Vetement’s Gvasalia says it’s a question of supply. Instead of over-producing goods that end up on the grey market, Vetements strictly limits supply to wholesale accounts to help retain desirability, he told the Financial Times. But selling less, albeit at full price, runs counter to the shareholder model of chasing sales growth.
Chanel, which is privately owned and sells its clothing and handbags exclusively via its own stores, took a different approach by harmonising prices globally in 2015 to avoid grey market sales by daigou or personal shoppers who buy goods on commission overseas to take advantage of tax reductions, but also better serve domestic customers in China and reduce reliance on European tourism.
“We were trendsetters in this matter and definitely believe that it was the right decision taken with a long-term vision: the resale market has decreased, the traffic in our boutiques is clearly more balanced and it has given us the opportunity to better serve our clients,” says Bruno Pavlovsky, Chanel’s president of fashion. “It also helped to fight against parallel resale markets, which benefited from these price differentials and jeopardised the business, the image and the exclusivity of Chanel.”
It’s not a position that can as easily be taken by all, particularly smaller brands that rely heavily on wholesale. Arguably, some boutiques in certain markets are also better at selling some items than the brands themselves. There are also tax differences across geographies and fluctuating foreign exchange rates that can substantially impact on price adjustments and be costly for smaller players.
How much a brand tolerates the grey market is the big question.

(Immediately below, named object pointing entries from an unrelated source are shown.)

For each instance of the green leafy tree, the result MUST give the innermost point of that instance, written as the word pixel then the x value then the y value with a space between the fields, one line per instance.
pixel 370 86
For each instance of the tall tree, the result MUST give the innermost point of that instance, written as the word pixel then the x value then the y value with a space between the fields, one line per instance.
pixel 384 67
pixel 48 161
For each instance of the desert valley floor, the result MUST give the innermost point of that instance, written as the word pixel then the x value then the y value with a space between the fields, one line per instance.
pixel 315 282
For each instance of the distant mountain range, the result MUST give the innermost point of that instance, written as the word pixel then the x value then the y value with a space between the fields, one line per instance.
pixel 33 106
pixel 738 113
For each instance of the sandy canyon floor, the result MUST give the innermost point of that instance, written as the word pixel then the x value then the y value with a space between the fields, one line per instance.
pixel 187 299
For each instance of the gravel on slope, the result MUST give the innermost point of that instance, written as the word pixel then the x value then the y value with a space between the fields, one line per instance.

If a luxury brand has, for example, a large outlet presence, coupled with reasonably sized parallel imports, its luxury status could easily be diluted. Yet, for highly in-demand brands, others argue some degree of paralleling is ok because the value of the brand is so high that a few leaks will not dent its desirability. Insiders say it varies depending on the chief executive, but it’s a decision taken at that level of management. The tension for brands is keeping up the luxury reputation and prestige of the brand.
“You perfectly know, there are some boutiques taking excessive orders and some brands used to tolerate [this], but nowadays when a brand has strong momentum they are not willing to,” says Ortelli.
Legally, brands have some rights to stop the grey market depending on where the product ends up and how it is sold, according to Julia Dickenson, a senior associate at law firm Baker McKenzie, who works with luxury brands. For example, if a product is sold to a luxury boutique in Italy and ends up in a local factory outlet at half price, the brand can claim the conditions in which it is sold damages its reputation and can try to prevent it being sold under EU trademark law.
One common way luxury brands protect themselves is to set up “selective distribution systems,” where in their contracts with distributors they set out how product must be sold, like imagery, location of stores in high-profile shopping streets, the number of staff in store and the training they receive. In 2016, Bulgari won a case in the Court of Catania, Italy, forcing an unauthorised dealer to stop selling its jewellery obtained from the grey market because the store did not meet the quality standards imposed by Bulgari on its distributors, thus harming its reputation.
Given grey market resellers are often based in Europe, why are luxury brands not taking more retailers to court for selling to the grey market?
“Absolutely conversations are taking place regularly between brands and distributors when they know leaks are taking place. Very few will actually make it to court because the brand can more simply stop the leak by engagement with the distributor and, as a final resort, by terminating their distribution contract,” says Dickenson. “These conversations can be difficult, particularly if the relationship with the distributor is a long-standing one, or the distributor is otherwise very important to the brand.” Brands will often start with a warning and move to restricting the volume of product a store receives before taking further action, she explains.
“The tension for brands is keeping up the luxury reputation and prestige of the brand,” says Dickenson, “in the face of the desire to sell more products.”